With a leadership team in place, Vitale was able to focus on executing the company’s vision and leading growth, thinking organizationally to ensure that the right team is in place to continue down the road.
Continued growth was the expectation until COVID-19 brought live, in-person entertainment to a halt. Pyrotecnico lost 70 percent of its business during 2020.
“It was devastating,” Vitale says. “But we saw it as an opportunity of a lifetime, as well, to get better, to be more relevant, to grab market share where we could.”
Doing that was in part about staying in front of clients. He says COVID made it a lot easier to talk to people. Not only did Pyrotecnico need to stay relevant, a lot of its clients needed to stay relevant, and that broke down a lot of communication barriers that would typically exist with busy clients and prospects.
Internally, Vitale didn’t have to tell his people how bad it was. They knew because hundreds of shows were being canceled on a weekly basis.
“It was incredibly demoralizing,” Vitale says. “They needed me to be the leader, to say, ‘We’re going to get through this. We’re going to be a better organization, and it will end at some point.’ So, we focused on a good, compelling future, as difficult as is it was. I think that set us apart. Our leadership team never believed it was the end, which it could have been.”
Pyrotecnico had to lay off a significant portion of its workforce. Vitale says he lost millions of dollars as a result of keeping a core team in place, but it was critically important because he knew they would be needed once live events could return.
“It was a dark period for me,” Vitale says. “I love growing our workforce and creating opportunities for our people. That’s what really drives me. It was a great leadership team who kept on pounding it into me, saying ‘These are moves that we have to make.’ I kicked and screamed along the way.
“I don’t regret any decisions that we made to keep our workforce. Unfortunately, we had some really good people leave and leave the industry because they just didn’t have the certainty that they needed to move on.”
Being a builder
Through 2020, Vitale says he had to learn to pivot, to be flexible and nimble.
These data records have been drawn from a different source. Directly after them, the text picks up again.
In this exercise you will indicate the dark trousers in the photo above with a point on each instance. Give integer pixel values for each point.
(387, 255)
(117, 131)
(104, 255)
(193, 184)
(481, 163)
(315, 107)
That was, in part, because external changes were coming quickly. He says going into a week, the company could have 20 shows booked, and by Friday, it had six.
“Folks were having a very difficult time making decisions for many different reasons,” he says. “So, we had to learn to make quicker decisions. I think that was critically important.”
So far, 2021 looks and feels a lot better. The company has about 85 percent of its workforce back and is seeing revenue levels return at much the same percentage.
This year, it worked the Grammys; with Illenium, a DJ who recently played Allegiant Stadium; the Tampa Bay Lightning during their post-season run; and Lollapalooza, among other high-profile events.
Vitale says the company believes 2022 is going to be a much bigger year, expecting more demand for live shows, with artists feeling more comfortable playing bigger venues in the coming year.
Meanwhile, as his workforce and his business get back on their growth trajectory, Vitale is looking forward to creating opportunities for people personally, professionally and financially.
“It’s what excites me,” Vitale says. “I always thought I wanted to be a builder or an architect. But really what I enjoy is building a company. Growth is what I enjoy doing, and seeing our people grow with the company is incredibly satisfying for me. We believe that building leaders within our organization is going to build future leaders in our community. That’s a good way to give back.
“Communities like New Castle need future leaders. That’s how we believe we can compound not only the growth of our business, but really, the growth of our community.”
- Lay the foundation for growth.
- Find opportunity in disruption.
- Lean on peers to avoid common obstacles.